Of course the 20th century saw coal usurped as the "fuel de jour" by oil-based products.
Heavy and light distillates of crude oil delivered more energy per cubic measure, the convenience of a liquid and the ability to power the promising new internal combustion engine.
Without the shift to oil-based fuels we wouldn't have aircraft or seen the massive growth in cars and trucks as effective transport vehicles.
Petrol, diesel, kerosene and other oil-based fuels revolutionised the world again and created unheard of levels of personal freedoms and readily available energy. In the face of this, coal was pushed onto the back-burner and began to fall from favour.
As the board of Solid Energy know, by the second decade of the 21st century, coal was decidedly out of fashion.
As the world looks for ever-cleaner and more sustainable energy sources, coal has too many black-marks against it to compete.
Or does it?
Well believe it or not, coal is beginning to enjoy a renaissance and the reasons for that are perhaps not what you'd expect.
In the USA, significant amounts (39% as of 2014) of their electricity generation is based on coal as a fuel -- this is more than twice the amount generated by nuclear sources.
The imminent growth of electric vehicles (EVs) looks set to see a significant growth in demand for electrical energy and that will mean the burning of even more coal.
How ironic is it that the cleanest form of transport will create a surge in consumption of coal, a fuel widely criticised for its environmental impact and lack of sustainability.
Although like most countries, the USA has poured a lot of money into the creation of renewable energy resources, these still constitute just 7% of the total generation capacity in that country and it's unlikely this number will rise significantly in the near future.

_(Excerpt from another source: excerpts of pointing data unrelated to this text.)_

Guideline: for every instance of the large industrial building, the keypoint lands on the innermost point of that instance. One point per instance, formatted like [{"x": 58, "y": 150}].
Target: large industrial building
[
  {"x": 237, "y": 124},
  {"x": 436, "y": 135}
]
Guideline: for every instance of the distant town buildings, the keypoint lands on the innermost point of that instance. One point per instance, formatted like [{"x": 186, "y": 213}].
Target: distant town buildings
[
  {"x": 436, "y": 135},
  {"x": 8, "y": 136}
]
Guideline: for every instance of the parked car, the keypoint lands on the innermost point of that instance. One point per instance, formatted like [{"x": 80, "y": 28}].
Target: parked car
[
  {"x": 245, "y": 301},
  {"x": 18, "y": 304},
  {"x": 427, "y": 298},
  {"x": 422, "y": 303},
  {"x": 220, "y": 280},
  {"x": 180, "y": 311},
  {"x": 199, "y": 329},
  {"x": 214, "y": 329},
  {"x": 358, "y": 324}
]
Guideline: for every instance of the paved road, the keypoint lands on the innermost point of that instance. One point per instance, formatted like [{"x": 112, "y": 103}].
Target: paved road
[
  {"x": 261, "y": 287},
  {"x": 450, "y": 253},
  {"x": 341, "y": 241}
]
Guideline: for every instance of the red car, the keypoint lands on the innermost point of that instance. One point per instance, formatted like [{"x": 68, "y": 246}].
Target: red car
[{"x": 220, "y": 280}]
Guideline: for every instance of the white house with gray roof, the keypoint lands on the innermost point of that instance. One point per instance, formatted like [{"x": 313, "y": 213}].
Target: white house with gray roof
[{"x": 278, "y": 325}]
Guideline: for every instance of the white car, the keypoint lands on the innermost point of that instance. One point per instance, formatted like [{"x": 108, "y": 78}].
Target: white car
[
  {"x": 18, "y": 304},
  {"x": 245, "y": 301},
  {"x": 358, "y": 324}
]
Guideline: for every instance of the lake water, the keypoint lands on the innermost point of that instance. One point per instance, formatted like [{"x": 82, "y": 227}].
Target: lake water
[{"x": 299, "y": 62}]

It would appear therefore, that EVs could be a real boon to the coal industry -- hiking demand -- especially if the miners are driving to work in Teslas or other EVs.
One can't help but wonder therefore, whether we ought to slow down the roll-out of EVs, at least in countries such as the USA where electricity generation is such a "dirty" affair.
Of course here in NZ we should be rolling out EVs as quickly as we can, given that a very healthy 70% of our electricity supply comes from renewable sources.
With politicians debating the future of global warming in France right now, I certainly hope they're paying attention to the effect that apparently "green" transport choices may actually have on their total CO2 emissions. I wonder how many of those present actually realise that EVs may not be a silver bullet in all countries -- it really will depend on where their electricity comes from.